Aarto is an administrative system that starts with issuing an infringement notice to an alleged infringer. If they do not respond within a prescribed period, it escalates to a courtesy letter, and if that is also ignored, an enforcement order is issued. Each escalation has cost implications, and with an enforcement order comes a block on all eNatis transactions, like licence renewals, until the outstanding amount is paid.

Read: What to do when blocked from renewing licences by ‘enforcement order’

There are other possible options for the motorist along the process.

Outa wrote to the RTIA early in July, stating it “trusts that the conversion of infringement notices to enforcement orders in the absence of due process is attributed to technical oversight and not malicious collection practices.” 

The organisation gave the RTIA a few days to:

  • “Cease to unlawfully issue enforcement orders and to comply with the requirements as set out in Section 20(2); and,
  • Undo all the enforcement orders that were unlawfully issued.”

On 16 August, Fines4U sent an attorney’s letter to the RTIA on behalf of several clients pertaining to enforcement orders issued for more than 5 000 vehicles. 

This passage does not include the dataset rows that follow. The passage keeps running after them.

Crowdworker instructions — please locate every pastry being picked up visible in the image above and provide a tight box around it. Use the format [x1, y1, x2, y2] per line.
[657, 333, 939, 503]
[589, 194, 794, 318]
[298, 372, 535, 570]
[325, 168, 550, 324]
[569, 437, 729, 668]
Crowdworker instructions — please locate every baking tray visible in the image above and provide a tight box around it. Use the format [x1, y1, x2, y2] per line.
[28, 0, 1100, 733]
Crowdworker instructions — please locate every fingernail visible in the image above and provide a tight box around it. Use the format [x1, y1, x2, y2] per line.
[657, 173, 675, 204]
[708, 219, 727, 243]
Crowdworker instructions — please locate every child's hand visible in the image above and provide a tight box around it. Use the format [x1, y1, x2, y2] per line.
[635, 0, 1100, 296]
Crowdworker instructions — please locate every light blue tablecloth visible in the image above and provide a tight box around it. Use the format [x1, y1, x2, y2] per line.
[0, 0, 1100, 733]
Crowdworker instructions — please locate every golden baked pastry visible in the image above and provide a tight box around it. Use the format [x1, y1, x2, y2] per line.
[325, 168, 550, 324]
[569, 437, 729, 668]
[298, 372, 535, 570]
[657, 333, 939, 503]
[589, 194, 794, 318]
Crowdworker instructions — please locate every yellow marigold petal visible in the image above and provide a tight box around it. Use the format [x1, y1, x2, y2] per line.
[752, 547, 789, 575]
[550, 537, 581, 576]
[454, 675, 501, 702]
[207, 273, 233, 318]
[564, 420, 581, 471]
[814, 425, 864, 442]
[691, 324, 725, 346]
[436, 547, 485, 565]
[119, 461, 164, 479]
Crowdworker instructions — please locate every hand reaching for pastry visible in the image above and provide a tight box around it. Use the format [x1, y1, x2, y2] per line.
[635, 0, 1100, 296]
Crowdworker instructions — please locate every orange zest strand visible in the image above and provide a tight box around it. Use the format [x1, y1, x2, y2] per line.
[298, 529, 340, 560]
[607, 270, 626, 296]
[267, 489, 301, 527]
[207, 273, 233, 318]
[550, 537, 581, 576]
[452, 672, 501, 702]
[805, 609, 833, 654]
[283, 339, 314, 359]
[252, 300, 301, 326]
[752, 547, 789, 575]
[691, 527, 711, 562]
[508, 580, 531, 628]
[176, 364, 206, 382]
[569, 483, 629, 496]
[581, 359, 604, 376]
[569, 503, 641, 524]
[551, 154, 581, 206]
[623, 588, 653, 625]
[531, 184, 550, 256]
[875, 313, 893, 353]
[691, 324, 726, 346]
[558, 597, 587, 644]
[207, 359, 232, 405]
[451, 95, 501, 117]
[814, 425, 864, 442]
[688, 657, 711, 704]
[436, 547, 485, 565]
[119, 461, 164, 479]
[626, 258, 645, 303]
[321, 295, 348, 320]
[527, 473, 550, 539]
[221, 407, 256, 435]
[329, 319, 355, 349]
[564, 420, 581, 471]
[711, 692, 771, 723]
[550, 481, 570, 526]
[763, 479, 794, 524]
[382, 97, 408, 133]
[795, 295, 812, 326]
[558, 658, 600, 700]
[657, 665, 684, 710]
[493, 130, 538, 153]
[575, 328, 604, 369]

It referred to a previous court case Fines4U won against the RTIA about the same matter, where the court ruled the timelines provided for in the act peremptory. “Non-compliance therewith has the result that the total process is fatally flawed,” reads the letter.

Millions of Aarto fines must be cancelled – Fines4U [Feb 2017]
RTIA moves to appeal Fines4U Aarto judgement [Apr 2017]
NPA instructs historic traffic fines to be cancelled [Sept 2017]

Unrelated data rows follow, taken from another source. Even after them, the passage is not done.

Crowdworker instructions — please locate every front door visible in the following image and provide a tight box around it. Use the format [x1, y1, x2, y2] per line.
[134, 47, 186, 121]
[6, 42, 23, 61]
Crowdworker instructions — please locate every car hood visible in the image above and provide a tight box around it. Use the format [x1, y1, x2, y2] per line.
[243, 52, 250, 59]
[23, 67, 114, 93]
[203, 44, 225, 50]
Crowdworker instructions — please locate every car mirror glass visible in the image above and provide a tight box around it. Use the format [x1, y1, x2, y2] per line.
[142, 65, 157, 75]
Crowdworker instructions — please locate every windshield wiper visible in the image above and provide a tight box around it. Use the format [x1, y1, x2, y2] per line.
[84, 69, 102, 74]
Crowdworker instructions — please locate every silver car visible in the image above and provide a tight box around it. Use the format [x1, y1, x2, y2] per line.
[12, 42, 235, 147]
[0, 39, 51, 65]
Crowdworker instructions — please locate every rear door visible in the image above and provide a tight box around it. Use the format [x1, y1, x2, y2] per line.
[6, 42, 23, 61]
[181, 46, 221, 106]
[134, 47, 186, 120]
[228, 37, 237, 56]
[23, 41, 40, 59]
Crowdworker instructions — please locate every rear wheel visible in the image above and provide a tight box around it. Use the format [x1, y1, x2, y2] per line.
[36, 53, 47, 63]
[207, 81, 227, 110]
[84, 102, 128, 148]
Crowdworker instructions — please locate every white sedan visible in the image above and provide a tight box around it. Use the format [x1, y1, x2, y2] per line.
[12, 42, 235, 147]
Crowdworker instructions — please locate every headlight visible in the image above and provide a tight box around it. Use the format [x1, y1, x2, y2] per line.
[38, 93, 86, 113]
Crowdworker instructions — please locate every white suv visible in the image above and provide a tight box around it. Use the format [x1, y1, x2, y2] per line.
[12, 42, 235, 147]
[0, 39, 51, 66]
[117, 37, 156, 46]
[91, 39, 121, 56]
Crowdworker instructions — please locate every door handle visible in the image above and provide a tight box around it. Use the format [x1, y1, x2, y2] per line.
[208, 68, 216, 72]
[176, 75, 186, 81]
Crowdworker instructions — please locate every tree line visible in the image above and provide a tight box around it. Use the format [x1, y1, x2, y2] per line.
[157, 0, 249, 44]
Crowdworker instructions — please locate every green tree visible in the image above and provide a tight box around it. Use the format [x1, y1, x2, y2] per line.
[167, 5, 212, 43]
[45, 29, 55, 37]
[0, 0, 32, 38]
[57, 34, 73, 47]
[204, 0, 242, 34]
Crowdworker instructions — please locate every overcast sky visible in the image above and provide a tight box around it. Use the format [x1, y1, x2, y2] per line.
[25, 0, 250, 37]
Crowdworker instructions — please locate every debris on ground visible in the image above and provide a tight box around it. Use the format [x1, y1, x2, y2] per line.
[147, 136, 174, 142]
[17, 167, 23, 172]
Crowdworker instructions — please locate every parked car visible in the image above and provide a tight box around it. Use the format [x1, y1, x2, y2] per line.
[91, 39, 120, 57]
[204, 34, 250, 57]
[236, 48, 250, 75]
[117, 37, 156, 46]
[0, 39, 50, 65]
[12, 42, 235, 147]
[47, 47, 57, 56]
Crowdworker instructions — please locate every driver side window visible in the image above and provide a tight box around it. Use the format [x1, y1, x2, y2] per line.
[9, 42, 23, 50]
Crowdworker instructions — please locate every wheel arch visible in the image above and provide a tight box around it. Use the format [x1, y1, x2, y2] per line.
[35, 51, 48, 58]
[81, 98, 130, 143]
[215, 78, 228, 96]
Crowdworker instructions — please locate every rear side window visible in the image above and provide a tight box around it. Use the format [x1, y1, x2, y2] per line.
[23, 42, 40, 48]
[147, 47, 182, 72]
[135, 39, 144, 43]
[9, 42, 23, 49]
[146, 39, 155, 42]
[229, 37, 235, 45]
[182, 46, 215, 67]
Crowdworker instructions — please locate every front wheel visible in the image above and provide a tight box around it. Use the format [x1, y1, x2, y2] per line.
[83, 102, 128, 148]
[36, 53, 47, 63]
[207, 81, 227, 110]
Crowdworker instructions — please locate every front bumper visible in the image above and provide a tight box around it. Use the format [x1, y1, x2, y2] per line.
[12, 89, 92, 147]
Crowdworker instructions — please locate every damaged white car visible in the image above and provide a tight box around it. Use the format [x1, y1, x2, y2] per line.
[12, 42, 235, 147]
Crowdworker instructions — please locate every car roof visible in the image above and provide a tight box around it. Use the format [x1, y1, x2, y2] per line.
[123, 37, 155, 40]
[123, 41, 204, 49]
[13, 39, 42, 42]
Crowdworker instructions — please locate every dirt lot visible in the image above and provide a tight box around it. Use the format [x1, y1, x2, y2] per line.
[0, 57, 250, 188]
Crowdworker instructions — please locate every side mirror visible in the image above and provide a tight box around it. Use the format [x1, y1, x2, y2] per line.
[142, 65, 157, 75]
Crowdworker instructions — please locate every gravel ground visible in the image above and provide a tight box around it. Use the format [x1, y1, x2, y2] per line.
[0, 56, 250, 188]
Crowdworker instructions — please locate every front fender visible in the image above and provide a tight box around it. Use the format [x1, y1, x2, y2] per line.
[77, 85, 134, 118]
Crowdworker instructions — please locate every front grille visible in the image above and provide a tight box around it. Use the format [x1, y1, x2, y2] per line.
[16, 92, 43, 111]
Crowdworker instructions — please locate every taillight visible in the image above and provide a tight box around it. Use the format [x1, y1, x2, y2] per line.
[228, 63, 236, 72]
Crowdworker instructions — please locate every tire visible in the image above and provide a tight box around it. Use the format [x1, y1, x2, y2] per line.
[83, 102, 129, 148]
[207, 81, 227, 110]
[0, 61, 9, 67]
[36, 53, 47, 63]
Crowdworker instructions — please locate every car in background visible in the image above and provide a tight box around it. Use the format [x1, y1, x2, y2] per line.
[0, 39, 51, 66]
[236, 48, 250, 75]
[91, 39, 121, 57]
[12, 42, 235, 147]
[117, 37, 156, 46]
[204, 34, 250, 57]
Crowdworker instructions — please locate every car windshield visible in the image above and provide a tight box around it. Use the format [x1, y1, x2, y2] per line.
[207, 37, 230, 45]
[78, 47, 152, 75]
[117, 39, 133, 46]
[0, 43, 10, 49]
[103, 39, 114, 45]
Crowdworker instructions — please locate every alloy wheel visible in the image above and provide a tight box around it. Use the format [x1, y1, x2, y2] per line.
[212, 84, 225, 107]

Fines4U gave the RTIA 10 days to cancel all penalties imposed on its clients and withdraw infringement notices, courtesy letters and enforcement orders issued against them. The company further demanded the removal of any such notices posted on the eNatis system since it resulted in them being unable to renew their vehicle licences. 

No prescription

The RTIA, however, issued a statement on Wednesday, 30 August, saying it has taken note of Outa and Fines4U’s concerns but “state[s] that it did not contravene any aspect of the Aarto Act, and the registrar has made a commitment to investigate any incidents of non-compliance, if they do exist.”

According to the RTIA, “The Aarto Act does not prescribe any time limit for the issuance of the enforcement orders. The issuing authorities (municipalities) and RTIA, through existing processes, always endeavour to issue both the infringement notices and courtesy letters within the prescribed timeline. 

“It is the RTIA[‘s] firm view that through prior served documentation in the form of infringement notices and courtesy letters, the infringer remains aware of the existence of the infringement.”

Instead of cancelling non-compliant notices, the RTIA advises “infringers who have been issued with enforcement orders that do not comply with legislated processes, to lodge revocation applications in order to overturn such enforcement orders. However, they still need to follow the prescribed process for lodging such applications.”

Van Niekerk tells Moneyweb that she has instructed senior council to proceed with a legal challenge against the RTIA. According to Fick, Outa supports the action and is looking into the legal options to get involved. 

Fick accuses the RTIA of relying on the fact that motorists would rather pay the fine than incur the legal cost to challenge it in court. 

She says Outa does not encourage motorists to ignore lawfully-issued traffic fines, but insists that government agencies like the RTIA follow due process.